Czytaj też: Chiny znów na ustach całego świata. Wysłali w powietrze elektrownię, która może zmienić świat
Testy wytrzymałościowe wykazały, że CMF przetrwała ponad 1,3 miliona cykli naprzemiennego obciążenia w temperaturze 400 stopni Celsjusza. Przy 600 stopniach materiał wytrzymał 1,2 miliona cykli, zanim naukowcy przerwali test z powodu ograniczeń czasowych. Taka odporność na zmęczenie materiału w wysokich temperaturach otwiera zupełnie nowe możliwości zastosowań w doskonale znanych nam dziedzinach. Pamiętajmy, że m.in. przemysł lotniczy od dawna mierzy się z fundamentalnym dylematem, gdzie każdy zaoszczędzony kilogram przekłada się na mniejsze zużycie paliwa, ale komponenty muszą jednocześnie wytrzymywać ekstremalne warunki pracy. Silniki odrzutowe osiągają bowiem temperatury przekraczające 500 stopni Celsjusza, gdzie tradycyjne lekkie materiały zawodzą, ale naturalnie nowy kompozyt może znaleźć zastosowanie nie tylko w lotnictwie. Branża motoryzacyjna, energetyka jądrowa czy transport materiałów niebezpiecznych to dziedziny, gdzie również liczy się połączenie lekkości z wytrzymałością w wysokich temperaturach.
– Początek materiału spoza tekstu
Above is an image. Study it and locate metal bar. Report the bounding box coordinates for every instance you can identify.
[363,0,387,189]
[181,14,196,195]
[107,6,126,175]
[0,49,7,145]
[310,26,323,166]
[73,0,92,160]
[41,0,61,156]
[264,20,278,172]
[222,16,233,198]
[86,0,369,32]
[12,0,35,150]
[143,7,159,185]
Perspektywy wdrożenia innowacyjnego materiału
Chociaż wyniki badań wyglądają imponująco, to droga od laboratorium do przemysłowego zastosowania bywa długa i wyboista. Historia materiałoznawstwa zna wiele przypadków obiecujących odkryć, które nigdy nie wyszły poza mury uczelni. Koszty produkcji, skalowalność procesów i długoterminowa niezawodność to czynniki, które zadecydują o przyszłości tego kompozytu. Niewątpliwie jednak prace kanadyjskiego zespołu pokazują interesujący kierunek rozwoju. Połączenie sprawdzonych koncepcji, jak struktura żelbetu, z najnowszymi technologiami wytwarzania może przynieść przełom w dziedzinie materiałów lekkich. Jednak tylko czas pokaże, czy ten konkretny kompozyt spełni pokładane w nim nadzieje, czy podzieli los wielu innych obiecujących wynalazków, które pozostały jedynie ciekawostką naukową.